We could all get by with a lot less energy. According to a report out today by the Alliance to Save Energy, the Washington-based United Nations Foundation and Dow Chemical, the G8 countries such as Canada, France, Russia and the U.S. could double their current rate of efficiency improvement to 2.5% per year with investments that would pay for themselves over 3-5 years. That would eliminate the need for four-fifths of the new coal-fired power plants that the International Energy Agency estimates will be built between now and 2030.
Today on TechReview.com I profile a simple device to motivate energy efficiency that’s likely to become as common as the thermostat. It’s a glorified glow-lamp called the Joule with the potential stop blackouts and slash energy costs.

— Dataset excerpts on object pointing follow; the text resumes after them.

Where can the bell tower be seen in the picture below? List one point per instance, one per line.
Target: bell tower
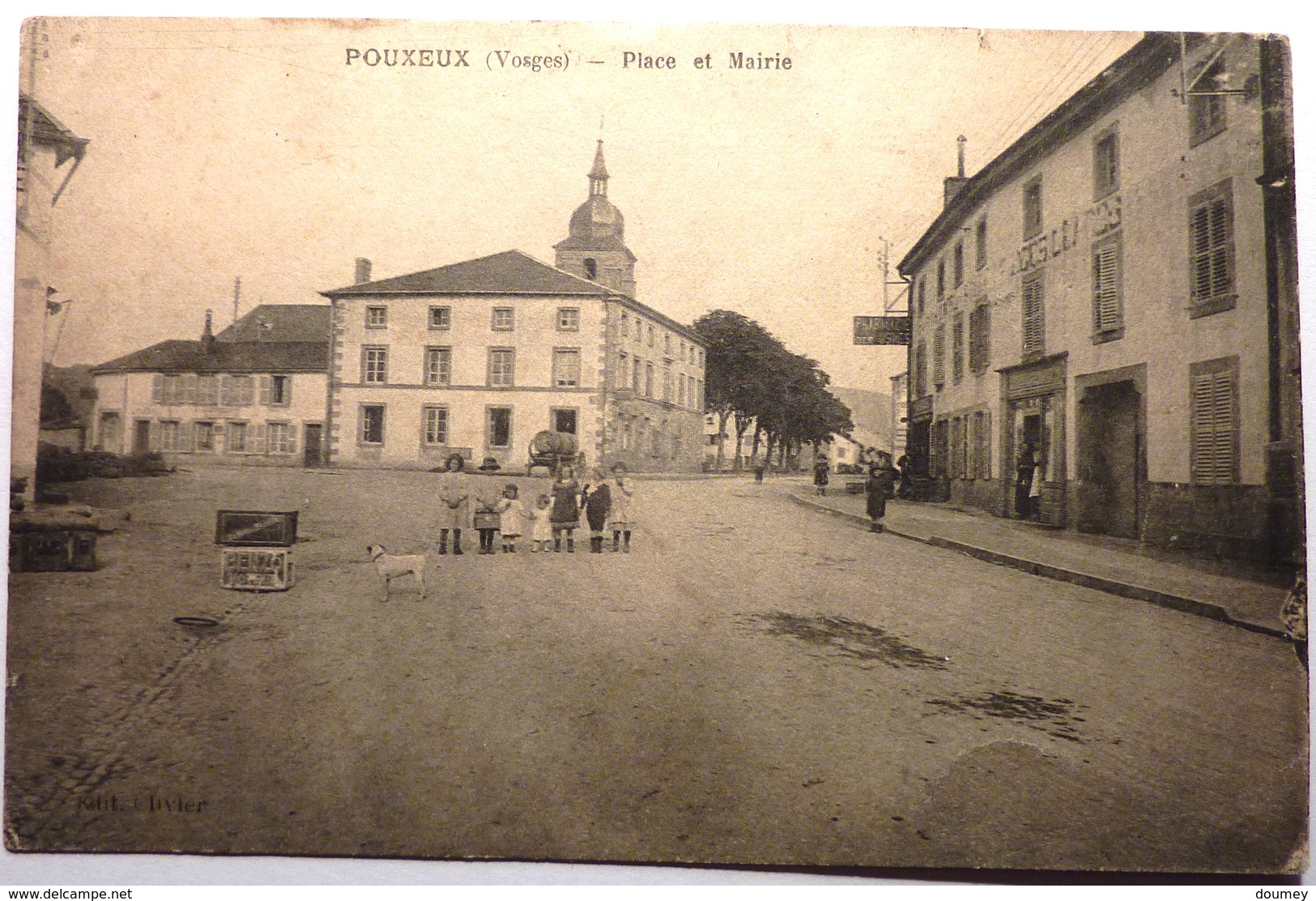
(595, 246)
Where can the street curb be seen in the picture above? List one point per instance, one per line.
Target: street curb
(1061, 574)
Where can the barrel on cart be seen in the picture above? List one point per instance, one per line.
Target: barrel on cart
(553, 450)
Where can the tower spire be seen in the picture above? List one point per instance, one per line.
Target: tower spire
(599, 174)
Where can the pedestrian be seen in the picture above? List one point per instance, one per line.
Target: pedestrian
(486, 518)
(566, 509)
(621, 518)
(820, 471)
(879, 485)
(511, 517)
(1295, 618)
(596, 509)
(453, 503)
(541, 530)
(1024, 469)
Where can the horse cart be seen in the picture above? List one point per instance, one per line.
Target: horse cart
(553, 450)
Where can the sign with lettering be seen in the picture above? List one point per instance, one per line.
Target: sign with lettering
(882, 330)
(256, 528)
(256, 570)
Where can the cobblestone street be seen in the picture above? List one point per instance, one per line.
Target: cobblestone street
(754, 682)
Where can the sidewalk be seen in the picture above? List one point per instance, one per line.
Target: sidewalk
(1229, 595)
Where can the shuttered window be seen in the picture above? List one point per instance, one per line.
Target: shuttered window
(939, 356)
(979, 339)
(1033, 313)
(1107, 288)
(1211, 250)
(957, 348)
(1214, 410)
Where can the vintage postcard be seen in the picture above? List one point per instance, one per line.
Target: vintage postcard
(728, 444)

In future Carbon-Nation will bring you more energy efficiency opportunities. We’ll also try to massage energy efficiency’s achilles heel: a vicious feedback loop known by economists as the rebound effect whereby high energy prices stimulate energy efficiency improvements so effectively that they reduce demand, undercut energy prices, and stimulate new consumption that offsets the original efficiency gains. The rebound effect is just one of several reasons why potential efficiency gains such as those identified in today’s report fail to translate into longterm reductions in overall energy demand.
Is there a gadget out there to keep us from rebounding?